Le précieux papier passe ou plutôt vole de main en main; on peut à peine en croire ses yeux. On lit, on relit l'ordre de début; l'embarras est général; on se regarde, on étudie chaque physionomie, on s'interroge réciproquement des yeux; et l'on finit par ne rien décider.

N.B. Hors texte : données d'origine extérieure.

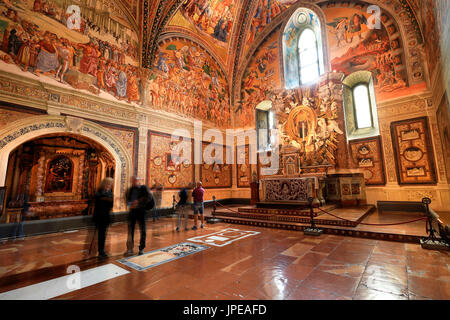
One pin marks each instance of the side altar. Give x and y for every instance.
(313, 158)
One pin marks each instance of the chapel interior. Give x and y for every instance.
(323, 129)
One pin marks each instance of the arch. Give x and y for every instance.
(278, 23)
(301, 20)
(350, 83)
(173, 32)
(21, 131)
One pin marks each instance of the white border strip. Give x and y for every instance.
(62, 285)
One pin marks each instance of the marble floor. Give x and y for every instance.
(274, 264)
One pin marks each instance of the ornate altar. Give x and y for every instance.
(312, 147)
(346, 189)
(57, 175)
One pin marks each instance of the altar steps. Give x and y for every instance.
(281, 219)
(287, 212)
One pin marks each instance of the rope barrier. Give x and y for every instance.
(374, 224)
(227, 208)
(366, 224)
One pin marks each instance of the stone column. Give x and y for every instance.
(143, 153)
(80, 177)
(40, 177)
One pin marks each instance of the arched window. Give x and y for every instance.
(308, 56)
(363, 110)
(265, 121)
(303, 56)
(361, 118)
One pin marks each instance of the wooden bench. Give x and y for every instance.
(410, 206)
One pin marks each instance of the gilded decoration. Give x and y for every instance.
(413, 151)
(215, 174)
(166, 168)
(367, 155)
(243, 167)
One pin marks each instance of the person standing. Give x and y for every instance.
(103, 205)
(197, 195)
(181, 205)
(139, 200)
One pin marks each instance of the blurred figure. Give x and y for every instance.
(158, 189)
(139, 200)
(181, 206)
(18, 233)
(197, 196)
(103, 205)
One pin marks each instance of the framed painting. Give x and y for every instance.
(2, 200)
(243, 167)
(367, 154)
(215, 175)
(413, 151)
(166, 169)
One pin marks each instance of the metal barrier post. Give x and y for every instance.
(432, 242)
(213, 213)
(312, 231)
(174, 203)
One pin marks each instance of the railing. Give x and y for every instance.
(433, 241)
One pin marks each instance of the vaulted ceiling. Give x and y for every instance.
(245, 19)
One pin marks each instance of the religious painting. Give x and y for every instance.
(189, 82)
(215, 175)
(59, 175)
(260, 79)
(266, 11)
(413, 151)
(367, 155)
(72, 45)
(265, 169)
(2, 200)
(288, 189)
(243, 167)
(212, 20)
(172, 170)
(356, 45)
(432, 38)
(302, 19)
(291, 164)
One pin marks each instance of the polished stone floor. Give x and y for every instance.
(274, 264)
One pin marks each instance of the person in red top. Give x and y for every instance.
(197, 196)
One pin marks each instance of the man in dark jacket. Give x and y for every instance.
(139, 200)
(103, 204)
(181, 207)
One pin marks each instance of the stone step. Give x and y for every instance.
(285, 218)
(288, 212)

Témoin de cette singulière irrésolution, Mlle *** est prête à se retirer. Tout-à-coup, elle reprend l'arrêté du ministre qu'examinait encore un acteur, et le déchire en mille morceaux. À cette scène imprévue tous les visages s'épanouissent. L'honorable société se croit débarrassée de la fausse position où elle se voyait réduite, et que tout était fini. Combien ne fut-elle pas désappointée quand la fine postulante déclara qu'elle acceptait néanmoins avec reconnaissance, la proposition de début que les sociétaires lui ont faite pour le jeudi suivant.
À peine Mlle *** est-elle sortie, à peine a-t-elle regagné sa voiture, que la séance devient extrêmement orageuse. On délibère. On cherche un biais pour revenir sur une décision qu'on n'avait regardée jusque-là que comme un refus civil et honnête.